Methods and Results We generated transgenic mice with endothelium-specific overexpression of Nox4 (Nox4TG) and studied the effects on endothelial function (aortic rings ex vivo) and blood pressure (BP, telemetry). Nox4 protein levels were 2-fold higher in Nox4TG aorta compared to wild-type littermates (WT), with no changes in expression of other Nox isoforms. Nox4TG had enhanced relaxation to acetylcholine (ACh) than WT (−log EC50 7.76±0.07 vs. 7.20±0.05; n=12; p<0.001) but similar relaxation to sodium nitroprusside. The ACh response in Nox4TG and WT was identical in the presence of catalase (1500U/ml) but remained greater in Nox4TG in the presence of inhibitors of nitric oxide synthesis (L-NMMA, 100μM; −log EC50 7.44±0.22 vs. 6.93±0.22; n=6; p<0.01), soluble guanylate cyclase (ODQ, 5μM; −log EC50 6.92±0.21 vs. 6.78±0.30; n=6; p<0.001) or protein kinase G (KT5823, 2μM; −log EC50 7.77±0.11 vs. 7.27±0.12; n=6; p<0.001). However, the difference between Nox4TG and WT was abolished in the presence of high extracellular potassium (30mM). Nox4TG also had significantly lower BP than WT (mean BP 102.5±1.8 vs. 109.5±2.0mmHg; n=10; P<0.05), which was abolished after chronic treatment with N-acetylcysteine or an SOD/catalase mimetic, EUK-8. Plasma nitrite/nitrate levels and aortic levels of phosphorylated VASP were identical and acute iv treatment with L-NMMA (10mg/kg) increased BP to a similar extent in Nox4TG and WT. The hypertensive response to chronic 14-day angiotensin II infusion (1.1mg/kg/d) was lower in Nox4TG compared to WT (mean BP 116.7±4.7 vs. 129.4±3.5mmHg; n=10; P<0.05).

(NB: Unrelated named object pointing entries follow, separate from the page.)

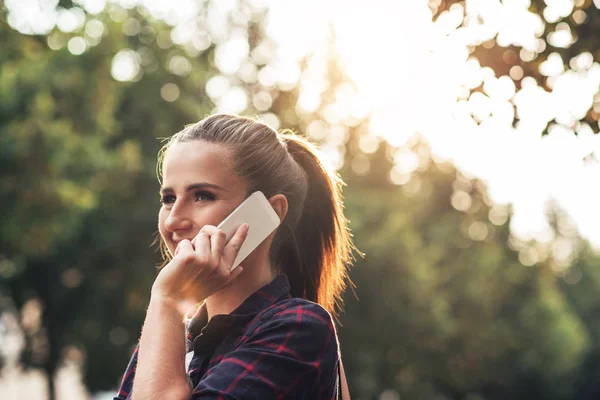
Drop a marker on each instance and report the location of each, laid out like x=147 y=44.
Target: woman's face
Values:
x=199 y=188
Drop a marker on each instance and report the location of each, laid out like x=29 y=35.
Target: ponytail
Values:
x=312 y=246
x=318 y=249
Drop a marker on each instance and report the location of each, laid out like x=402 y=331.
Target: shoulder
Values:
x=296 y=311
x=296 y=321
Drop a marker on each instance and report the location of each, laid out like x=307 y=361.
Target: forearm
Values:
x=160 y=370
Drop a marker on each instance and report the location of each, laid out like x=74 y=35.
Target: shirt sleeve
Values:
x=127 y=382
x=293 y=354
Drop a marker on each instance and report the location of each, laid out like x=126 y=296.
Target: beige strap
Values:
x=343 y=383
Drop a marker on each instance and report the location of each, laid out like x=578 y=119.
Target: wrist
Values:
x=163 y=300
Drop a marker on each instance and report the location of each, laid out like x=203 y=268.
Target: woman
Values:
x=263 y=331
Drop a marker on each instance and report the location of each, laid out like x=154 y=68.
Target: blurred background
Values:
x=467 y=133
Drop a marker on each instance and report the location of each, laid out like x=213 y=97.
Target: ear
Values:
x=280 y=205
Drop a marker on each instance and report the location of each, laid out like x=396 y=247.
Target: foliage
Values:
x=444 y=305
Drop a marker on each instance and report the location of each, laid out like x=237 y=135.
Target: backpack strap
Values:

Conclusions Nox4TG had significantly enhanced ACh-induced vasodilatation compared to WT as a result of H2O2-induced hyperpolarization. Nox4TG also had a lower BP, which was not attributable to altered nitric oxide bioactivity but was normalized by chronic antioxidant treatment. These results suggest that endothelial Nox4 has potentially beneficial effects on vascular tone and BP.